Ich wohne in Steeg und habe kein Geschäft, aber mir ist es trotzdem ein wichtiges Thema. Um genau zu sein gibt es 2 sehr wichtige Themen für uns hier: Demographie (betrifft das Leben der alten Menschen hier und auch der Jungen) und Tourismus. Da ich keiner bin der nur Meckert sondern die Themen anfassen und diskutieren will wollte ich letztes Jahr über die FWG in diese Ausschüsse rein. Ohne Erfolg. Irgendwie sind wieder diejenigen drin die immer drin sind, und jene die schon ewig hier Leben und gar nix neues wollen……. So ist zumindest mein Eindruck. Ob die neuen Ausschüsse mittlerweile getagt haben bezweifle ich auch. Dabei wäre es sooooo wichtig sich um die Belange der alten Menschen zu kümmern, so wichtig sich für die Jugend (unser aller Zukunft!) einzusetzen und etwas dafür zu tun das die hier bleiben und nicht alle auswandern. Auch der Tourismus ist wichtig weil es die einzige Einnahmequelle für unsere Region hier ist. Ohne das alles gehen auch nach und nach die Geschäfte kaputt und somit auch die Lebensqualität derer die hier wohnen!

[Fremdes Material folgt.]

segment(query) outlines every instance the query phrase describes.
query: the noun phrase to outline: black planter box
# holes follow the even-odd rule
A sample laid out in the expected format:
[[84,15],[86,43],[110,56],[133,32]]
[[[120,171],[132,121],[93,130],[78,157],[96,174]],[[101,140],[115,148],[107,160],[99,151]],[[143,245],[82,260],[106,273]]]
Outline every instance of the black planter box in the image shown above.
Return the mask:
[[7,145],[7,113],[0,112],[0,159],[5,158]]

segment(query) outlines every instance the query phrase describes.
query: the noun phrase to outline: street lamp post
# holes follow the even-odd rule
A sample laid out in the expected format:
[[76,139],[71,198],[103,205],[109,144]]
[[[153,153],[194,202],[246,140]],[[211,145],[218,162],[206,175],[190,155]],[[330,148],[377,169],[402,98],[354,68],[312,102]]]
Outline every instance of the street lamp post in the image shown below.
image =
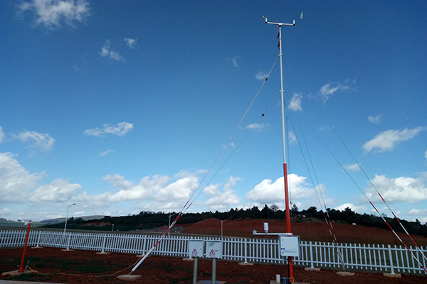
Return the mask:
[[75,203],[73,203],[67,207],[67,217],[65,217],[65,226],[64,226],[64,236],[65,235],[65,229],[67,229],[67,220],[68,219],[68,211],[70,210],[70,207],[73,205],[75,205]]
[[168,230],[167,230],[167,236],[168,237],[169,236],[169,231],[171,229],[171,217],[174,215],[176,215],[176,214],[169,214],[169,226]]

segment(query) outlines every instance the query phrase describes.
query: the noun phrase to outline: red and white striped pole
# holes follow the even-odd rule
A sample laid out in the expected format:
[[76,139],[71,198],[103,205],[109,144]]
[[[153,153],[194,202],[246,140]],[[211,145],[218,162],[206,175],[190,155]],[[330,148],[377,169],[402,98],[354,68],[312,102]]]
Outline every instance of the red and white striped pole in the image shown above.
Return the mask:
[[22,253],[22,261],[21,261],[21,266],[19,266],[19,273],[23,272],[23,259],[25,258],[25,251],[26,251],[26,246],[28,243],[28,236],[30,236],[30,227],[31,226],[31,220],[28,221],[28,229],[27,229],[27,234],[25,238],[25,245],[23,246],[23,253]]

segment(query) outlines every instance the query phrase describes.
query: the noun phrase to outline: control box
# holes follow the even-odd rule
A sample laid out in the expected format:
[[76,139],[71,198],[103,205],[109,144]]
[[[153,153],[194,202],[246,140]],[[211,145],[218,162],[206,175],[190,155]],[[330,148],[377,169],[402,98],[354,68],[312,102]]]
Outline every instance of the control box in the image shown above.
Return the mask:
[[300,236],[279,236],[281,256],[300,257]]

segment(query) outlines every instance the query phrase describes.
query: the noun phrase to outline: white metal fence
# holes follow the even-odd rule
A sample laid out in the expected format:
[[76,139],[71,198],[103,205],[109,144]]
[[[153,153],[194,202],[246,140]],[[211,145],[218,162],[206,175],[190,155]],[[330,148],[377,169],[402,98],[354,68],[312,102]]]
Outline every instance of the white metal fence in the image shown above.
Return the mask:
[[[22,246],[25,243],[25,231],[0,231],[0,248]],[[98,251],[144,254],[159,240],[159,235],[135,235],[118,234],[66,233],[31,231],[28,245],[68,249]],[[186,257],[190,240],[221,240],[218,237],[171,236],[166,236],[153,251],[160,256]],[[286,263],[280,256],[278,240],[265,239],[223,238],[223,259],[231,261],[261,263]],[[342,259],[337,248],[331,243],[301,241],[301,254],[294,258],[297,266],[324,268],[342,268]],[[346,269],[389,272],[391,273],[416,273],[427,275],[416,257],[426,267],[427,250],[421,247],[416,251],[410,247],[411,255],[401,246],[377,244],[340,244]]]

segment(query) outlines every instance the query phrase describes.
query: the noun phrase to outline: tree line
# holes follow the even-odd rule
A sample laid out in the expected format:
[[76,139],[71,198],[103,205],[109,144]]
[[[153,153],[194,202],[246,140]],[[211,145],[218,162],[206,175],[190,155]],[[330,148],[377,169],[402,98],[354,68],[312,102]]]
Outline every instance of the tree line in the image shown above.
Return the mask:
[[[356,224],[360,226],[389,229],[387,224],[383,220],[384,218],[396,231],[404,231],[396,219],[387,217],[384,214],[377,216],[366,213],[359,214],[352,210],[349,207],[341,211],[327,208],[327,211],[332,222],[349,224]],[[307,209],[299,210],[298,207],[295,204],[293,204],[290,209],[290,214],[291,222],[318,222],[319,220],[325,220],[325,218],[327,219],[325,212],[323,210],[317,210],[315,207],[310,207]],[[152,229],[158,226],[168,226],[169,215],[172,215],[170,220],[172,222],[176,217],[177,213],[142,211],[137,214],[129,214],[128,216],[121,217],[105,216],[101,219],[88,221],[84,221],[82,218],[74,219],[72,217],[68,219],[67,227],[70,229],[84,229],[85,226],[88,226],[85,224],[99,222],[108,224],[109,225],[98,228],[94,228],[93,226],[90,226],[90,229],[106,229],[105,226],[107,226],[107,229],[109,229],[112,228],[112,224],[114,224],[115,228],[120,229],[120,231]],[[176,226],[179,226],[179,224],[196,223],[210,218],[216,218],[221,220],[266,219],[285,221],[286,220],[286,214],[285,210],[280,210],[275,204],[270,207],[265,204],[261,209],[256,206],[253,206],[252,208],[245,209],[232,208],[230,211],[226,212],[216,211],[215,212],[186,213],[178,220]],[[399,221],[409,234],[427,237],[427,223],[421,224],[418,219],[415,222],[408,222],[403,219],[399,219]],[[46,226],[60,227],[60,226],[63,227],[63,223],[62,225],[48,225]]]

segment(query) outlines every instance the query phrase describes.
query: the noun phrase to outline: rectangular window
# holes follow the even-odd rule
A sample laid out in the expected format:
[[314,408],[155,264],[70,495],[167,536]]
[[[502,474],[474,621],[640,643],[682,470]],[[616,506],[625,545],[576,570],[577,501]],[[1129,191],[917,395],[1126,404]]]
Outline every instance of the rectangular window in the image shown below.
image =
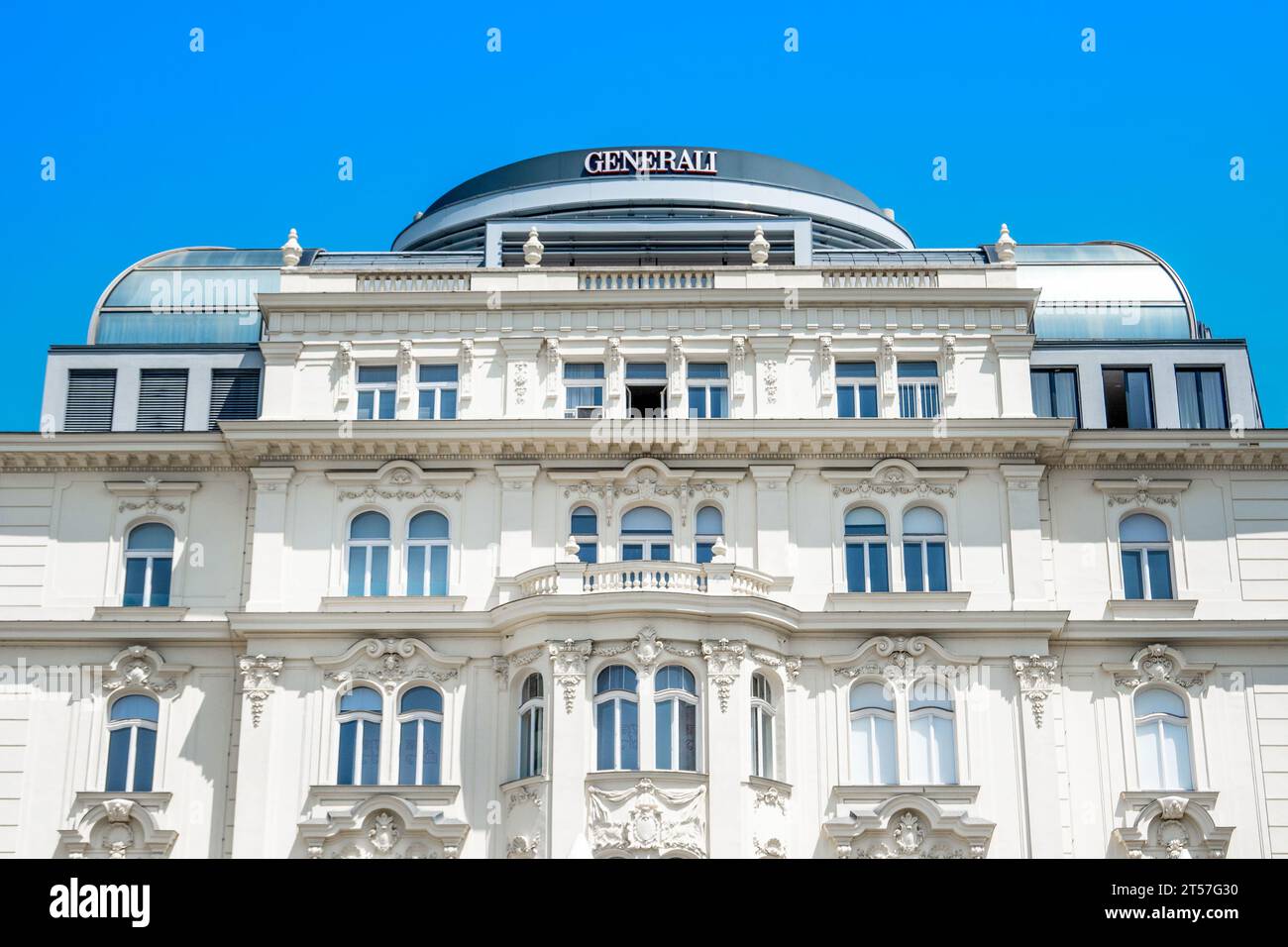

Das Ich gehört für mich zum Format Blog! Die Erzählstruktur finde ich genau richtig! Die Spannung zwischen weggestrampelter Kitschumarmung und den Trostlosigkeiten des Alltäglichen. Einfach genau so weitermachen! Bloggen! Aus dem hohlen Bauch heraus durch’s Hirn! Der kritische Journalismus kommt von alleine wieder. Und ich würde gerne die Burggeschichten lesen. Von dem Getier und dem Gemäuer und dem Ich dazwischen. :)
@Klaus, die Überschrift hast du aber schon gelesen?
In diesem Artikel kommt 35 mal das Wort „ich“ oder „mich“ vor. Wieder ein Beitrag in dem es gefühlt nur um Frau Schober geht.
Wo ist eigentlich die alte Umfrage hin verschwunden? Diese wurde wohl schnell durch eine neue ersetzt, als sichtbar wurde, dass nicht das „gewünschte“ Ergebnis hervortritt.
Traurig.
Lieber Klaus,
die erste Umfrage war ein Testballon, ob das Abstimmt-Tool auf dem Burgenblog überhaupt genutzt wird. Die Ergebnisse waren derart erfreulich, dass ich es nicht für nötig hielt sie weiter zu kommentieren. Die Umfrage ist nicht gelöscht, sondern archiviert. Da ich die laufende Umfrage nicht offline stellen will, hier für Sie die Ergebnisse der ersten Umfrage:
Frage: Wie ist der Burgenblog?
Insgesamt: 194 Teilnehmende
75 sagen: Wunderbar, genau richtig!
49 sagen: Prima, kannste so lassen!
37 sagen: Fang erst mal an zu bloggen!
13 sagen: Hätt‘ ich besser gekonnt!
20 sagen: So überflüssig wie…
Beste Grüße
Jessica Burgenblogger Schober
Hey, lassen Sie sich bitte nur nicht entmutigen – und schon gar nicht von Leuten, denen der Futterneid aus allen Knopflöchern blitzt, und die Ihnen statt mit (begründeter) Kritik mit Beleidigungen („infantil“) kommen.
Steigen Sie stattdessen von Ihrer schönen Burg auch immer wieder hinab ins Tal, schauen Sie mit den Bloggerinnen-Augen auf alles, was da so abgeht. Lassen Sie uns wissen, was Ihnen dabei auffällt und wie Sie darüber denken. Halten Sie uns unerschrocken den Spiegel vor.
Und entdecken Sie noch viele Menschen, die hier ebenfalls etwas bewegen und bewegen wollen – diese werden sich sicherlich sehr freuen, wenn mal jemand über sie berichtet.
Und ich freue mich schon sehr auf Ihre nächsten Beiträge!
Sehe ich ganz genau so !
Ein lebendiger toller Blog voller Neugier und Entdeckerlust.
außerdem, was ist infantil eigentlich, lassen wir doch mal den beleidigenden Aspekt weg, das sich ein anderer nicht aus der Kinderzeit weiter entwickelt hätte, was ein Quatsch,
wer sich da nichts bewahrt im Leben, eine Freude oder Begeisterungsfähigkeit, ein Blick auf kleine Dinge, vor allem aber eben nicht verkopft, sondern im Hier und jetzt, wer sich da nichts bewahrt, hat verloren, nicht gewonnen.
Also nach meiner Meinung gehört zu einem ganzen Menschen, zu einem erwachsenen Menschen, das er verschiedene Aspekte in sein Dasein integriert hat, Weise Dinge, aber auch verspieltes, das ist nur positiv, mehrdimensional, glatt und einfach strukturiert gibt es doch genug!